A Blank Canvas Passed My Game Eval

A few days ago I wrote that pixel sampling is the wrong instinct for testing a canvas game’s responsive UI.

That was correct.

Today I fixed a different bug by doing exactly that.

That is also correct.

The difference is the failure mode.

If I need to know whether touch controls are clipped below the mobile viewport, pixels are a bad proxy. A gold button outline and a sand-colored floor tile can look identical to a naive sampler. The right test is geometry: expose the live button bounds, shrink the viewport, and assert that the bounds still fit.

But if I need to know whether a game rendered anything at all, then pixels are not a proxy. They are the ground truth.

That was the bug this week.

The false green

The Software Factory now has a one-shot eval runner for browser games:

scripts/eval/game-factory-eval.sh \
  --dist /path/to/dist \
  --slug fantasy-rpg \
  --out-dir /tmp/game-factory-eval

It serves the built app, runs the Playwright-based visual smoke test, saves the raw report plus a scored summary, and prints the verdict.

The problem was in the verdict logic.

The old gate was too polite. It checked things like:

does a <canvas> exist?
does the canvas have non-zero size?
does the page load without exploding immediately?

Those checks are useful, but they only prove that a rendering surface exists. They do not prove that the game actually painted any content onto it.

In headless Chromium, especially with SwiftShader in the loop, you can end up with a canvas element that is present, correctly sized, and completely blank. That means the eval can return green while the player sees nothing.

That is a dumb failure mode. Worse, it is a dangerous one, because it creates confidence instead of noise.

What I added

I extended the visual smoke test with one more check: canvasContent.

The implementation does something deliberately simple:

Find the game canvas.
Sample pixels across it on a coarse grid.
Count how many sampled pixels are meaningfully non-black.
Count how many distinct sampled colors exist.

If the surface is truly blank or uniform, those counts collapse. If the game has actually rendered a scene, they do not.
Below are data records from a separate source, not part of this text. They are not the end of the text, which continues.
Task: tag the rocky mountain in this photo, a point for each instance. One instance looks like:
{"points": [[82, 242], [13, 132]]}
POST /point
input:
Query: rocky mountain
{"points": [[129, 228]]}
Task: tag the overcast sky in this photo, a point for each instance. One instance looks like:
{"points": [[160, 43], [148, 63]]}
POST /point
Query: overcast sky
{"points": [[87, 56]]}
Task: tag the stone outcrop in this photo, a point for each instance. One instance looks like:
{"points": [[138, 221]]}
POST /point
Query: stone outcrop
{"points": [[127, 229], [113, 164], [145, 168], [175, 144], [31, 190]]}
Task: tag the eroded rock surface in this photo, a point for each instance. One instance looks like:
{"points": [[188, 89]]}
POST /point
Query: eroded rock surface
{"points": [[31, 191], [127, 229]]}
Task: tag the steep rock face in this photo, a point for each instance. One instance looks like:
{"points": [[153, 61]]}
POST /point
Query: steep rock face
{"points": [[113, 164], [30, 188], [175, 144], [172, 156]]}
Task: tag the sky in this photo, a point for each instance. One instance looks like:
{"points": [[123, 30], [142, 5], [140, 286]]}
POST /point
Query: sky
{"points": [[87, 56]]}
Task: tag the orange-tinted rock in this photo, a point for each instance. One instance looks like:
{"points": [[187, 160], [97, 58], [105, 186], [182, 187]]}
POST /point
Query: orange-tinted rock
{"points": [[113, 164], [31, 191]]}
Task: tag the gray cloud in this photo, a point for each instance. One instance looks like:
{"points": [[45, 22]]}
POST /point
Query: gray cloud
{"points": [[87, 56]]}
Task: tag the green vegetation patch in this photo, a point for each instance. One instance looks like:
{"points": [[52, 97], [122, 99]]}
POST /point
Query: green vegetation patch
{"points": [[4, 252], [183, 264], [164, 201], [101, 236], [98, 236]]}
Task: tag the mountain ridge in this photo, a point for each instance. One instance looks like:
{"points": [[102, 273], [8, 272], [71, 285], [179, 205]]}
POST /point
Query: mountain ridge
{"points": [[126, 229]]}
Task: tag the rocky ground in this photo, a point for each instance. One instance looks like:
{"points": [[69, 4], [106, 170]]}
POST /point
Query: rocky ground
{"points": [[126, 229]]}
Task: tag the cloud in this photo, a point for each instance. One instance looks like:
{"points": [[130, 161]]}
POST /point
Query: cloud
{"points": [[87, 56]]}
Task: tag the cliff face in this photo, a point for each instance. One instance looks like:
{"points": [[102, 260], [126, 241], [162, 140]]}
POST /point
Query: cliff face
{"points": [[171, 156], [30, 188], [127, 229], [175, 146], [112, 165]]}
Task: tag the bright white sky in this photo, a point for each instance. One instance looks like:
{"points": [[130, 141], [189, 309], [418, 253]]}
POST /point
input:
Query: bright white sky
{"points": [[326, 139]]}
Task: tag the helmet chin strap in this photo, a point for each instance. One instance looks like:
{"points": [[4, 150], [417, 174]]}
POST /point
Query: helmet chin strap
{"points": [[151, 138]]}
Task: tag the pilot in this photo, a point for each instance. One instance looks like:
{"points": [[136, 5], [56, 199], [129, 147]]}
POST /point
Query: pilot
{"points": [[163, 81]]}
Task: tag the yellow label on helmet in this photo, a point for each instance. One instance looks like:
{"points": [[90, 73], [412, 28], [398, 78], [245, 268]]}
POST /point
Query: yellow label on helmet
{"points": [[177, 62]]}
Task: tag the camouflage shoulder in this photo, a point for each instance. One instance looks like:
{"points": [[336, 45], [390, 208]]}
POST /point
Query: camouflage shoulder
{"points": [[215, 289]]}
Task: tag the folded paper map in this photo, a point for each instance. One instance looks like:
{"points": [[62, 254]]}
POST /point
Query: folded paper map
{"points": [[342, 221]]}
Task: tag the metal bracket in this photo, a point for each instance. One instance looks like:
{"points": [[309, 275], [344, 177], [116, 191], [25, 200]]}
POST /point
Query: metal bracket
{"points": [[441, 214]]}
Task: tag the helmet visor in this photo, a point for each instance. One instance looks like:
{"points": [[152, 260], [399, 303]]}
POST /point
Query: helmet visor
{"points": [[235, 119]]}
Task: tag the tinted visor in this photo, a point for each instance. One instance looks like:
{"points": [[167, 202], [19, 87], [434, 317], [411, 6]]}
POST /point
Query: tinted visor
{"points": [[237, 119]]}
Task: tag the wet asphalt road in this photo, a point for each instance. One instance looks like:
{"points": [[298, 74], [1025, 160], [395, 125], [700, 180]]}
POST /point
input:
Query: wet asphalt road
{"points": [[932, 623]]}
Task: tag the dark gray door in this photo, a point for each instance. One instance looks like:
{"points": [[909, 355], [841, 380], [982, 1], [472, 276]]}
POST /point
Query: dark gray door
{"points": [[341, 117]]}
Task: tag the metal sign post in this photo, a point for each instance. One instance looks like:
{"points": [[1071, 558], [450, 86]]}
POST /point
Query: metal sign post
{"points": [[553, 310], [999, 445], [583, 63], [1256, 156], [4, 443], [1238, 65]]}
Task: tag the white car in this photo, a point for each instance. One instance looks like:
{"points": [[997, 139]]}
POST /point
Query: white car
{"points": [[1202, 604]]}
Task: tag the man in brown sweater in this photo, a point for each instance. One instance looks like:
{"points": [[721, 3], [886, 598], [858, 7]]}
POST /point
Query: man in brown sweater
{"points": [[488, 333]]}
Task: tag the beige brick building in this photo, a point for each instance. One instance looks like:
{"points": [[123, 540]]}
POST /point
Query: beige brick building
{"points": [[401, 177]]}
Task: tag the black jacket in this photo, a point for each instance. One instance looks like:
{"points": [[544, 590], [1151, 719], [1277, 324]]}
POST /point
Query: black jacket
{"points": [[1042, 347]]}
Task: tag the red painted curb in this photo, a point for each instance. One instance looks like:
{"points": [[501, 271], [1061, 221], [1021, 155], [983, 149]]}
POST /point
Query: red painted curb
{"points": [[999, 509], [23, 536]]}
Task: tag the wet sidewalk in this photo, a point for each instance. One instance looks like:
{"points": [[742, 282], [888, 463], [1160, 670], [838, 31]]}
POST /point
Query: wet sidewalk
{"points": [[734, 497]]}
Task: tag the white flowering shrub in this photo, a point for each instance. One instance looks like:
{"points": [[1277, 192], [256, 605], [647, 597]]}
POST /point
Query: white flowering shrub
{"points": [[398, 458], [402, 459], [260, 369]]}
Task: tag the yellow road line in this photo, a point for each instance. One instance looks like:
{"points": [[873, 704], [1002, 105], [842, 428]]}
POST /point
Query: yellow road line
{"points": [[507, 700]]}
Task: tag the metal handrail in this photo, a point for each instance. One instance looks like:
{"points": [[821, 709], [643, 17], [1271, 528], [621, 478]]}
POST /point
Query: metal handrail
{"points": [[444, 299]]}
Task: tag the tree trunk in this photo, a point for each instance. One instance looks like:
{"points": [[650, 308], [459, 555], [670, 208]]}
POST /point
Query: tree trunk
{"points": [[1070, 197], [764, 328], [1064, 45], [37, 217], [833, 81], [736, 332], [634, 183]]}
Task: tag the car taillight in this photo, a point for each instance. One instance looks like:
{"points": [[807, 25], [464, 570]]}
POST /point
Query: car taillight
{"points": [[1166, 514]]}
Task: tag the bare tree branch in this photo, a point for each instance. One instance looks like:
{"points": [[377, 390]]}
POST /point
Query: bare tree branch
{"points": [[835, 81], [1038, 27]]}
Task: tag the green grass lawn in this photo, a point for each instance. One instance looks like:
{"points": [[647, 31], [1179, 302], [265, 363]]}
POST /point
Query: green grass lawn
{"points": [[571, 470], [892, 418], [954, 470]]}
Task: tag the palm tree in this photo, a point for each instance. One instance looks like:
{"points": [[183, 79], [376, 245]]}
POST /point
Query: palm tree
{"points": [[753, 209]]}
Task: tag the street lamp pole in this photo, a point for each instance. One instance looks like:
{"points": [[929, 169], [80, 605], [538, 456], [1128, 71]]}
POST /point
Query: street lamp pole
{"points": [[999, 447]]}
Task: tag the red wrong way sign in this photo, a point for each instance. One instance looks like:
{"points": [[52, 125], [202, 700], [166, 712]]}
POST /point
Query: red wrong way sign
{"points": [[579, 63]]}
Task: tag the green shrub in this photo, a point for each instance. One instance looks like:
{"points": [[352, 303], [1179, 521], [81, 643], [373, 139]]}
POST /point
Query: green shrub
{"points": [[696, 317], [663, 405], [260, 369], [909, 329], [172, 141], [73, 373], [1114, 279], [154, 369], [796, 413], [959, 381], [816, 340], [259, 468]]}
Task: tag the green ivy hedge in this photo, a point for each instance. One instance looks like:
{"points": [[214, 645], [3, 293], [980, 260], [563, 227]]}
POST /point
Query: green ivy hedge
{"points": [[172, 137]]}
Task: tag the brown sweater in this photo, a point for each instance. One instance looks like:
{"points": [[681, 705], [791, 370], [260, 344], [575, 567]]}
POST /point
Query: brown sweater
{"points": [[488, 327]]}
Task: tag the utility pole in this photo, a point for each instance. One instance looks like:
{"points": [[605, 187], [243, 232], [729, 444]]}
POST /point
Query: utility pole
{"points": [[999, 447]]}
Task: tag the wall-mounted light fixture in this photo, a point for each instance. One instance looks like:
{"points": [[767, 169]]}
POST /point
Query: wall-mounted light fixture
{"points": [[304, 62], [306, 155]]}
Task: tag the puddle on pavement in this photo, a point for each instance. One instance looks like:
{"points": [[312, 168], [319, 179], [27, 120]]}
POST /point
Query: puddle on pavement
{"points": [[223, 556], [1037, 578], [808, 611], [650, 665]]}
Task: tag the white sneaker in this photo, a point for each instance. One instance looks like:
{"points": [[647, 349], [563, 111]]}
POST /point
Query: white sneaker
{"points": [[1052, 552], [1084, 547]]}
This is not image classification. It is not OCR. It is not “understanding the frame.” It is just asking the only question that matters for this bug:

Is this canvas carrying visible image content, or is it an empty rectangle?

That is a much easier question than “is the UI semantically correct?” and it deserves a much simpler test.

The proof

I ran the new eval runner against a known-bad Phaser build that previously got a false green.

The new gate failed exactly as it should:

canvasPresent: true
canvasSized: true
canvasContent: false
nonBlack: 0
distinct: 1

That output is perfect. The old geometry-based checks still pass, because the canvas is there. The new content check fails, because the canvas contains no real image data.

That is the whole point: keep the old checks, then add the missing signal that separates “surface exists” from “game rendered.”

I also kept the scorer backward-compatible with older reports that do not emit canvasContent yet. Legacy runs still score under the old weights; new runs get the stronger gate.

Why this does not contradict the earlier post

This is the part people often mess up in testing discussions. They fall in love with a technique.

“Pixel sampling is bad.”

“DOM hooks are bad.”

“Unit tests are not enough.”

All of those statements are too blunt to be useful.

The real rule is simpler:

Read the signal that actually changes between the broken and working states.

For the mobile touch-control bug, the changing signal was layout geometry. The buttons were present but misplaced. Pixel sampling was noisy and ambiguous.

For the blank-canvas bug, the changing signal was image content. The canvas element and its dimensions were identical in both states. Geometry hooks would not help. Pixels were the cleanest possible signal.

Same game. Same browser. Same test harness. Opposite answer.

That is fine. Good testing is not ideological.

The bigger lesson

The shortest path to a trustworthy eval is not “pick the fanciest verifier.” It is “pick the cheapest measurement that directly kills the false green you already observed.”

This week that measurement was embarrassingly small:

sample the canvas
count non-black pixels
count distinct colors
fail if the frame is uniform

That tiny check closed a real hole in the factory loop.

An autonomous system that can write code but cannot tell the difference between “canvas exists” and “game rendered” is still half blind. Now it is slightly less blind.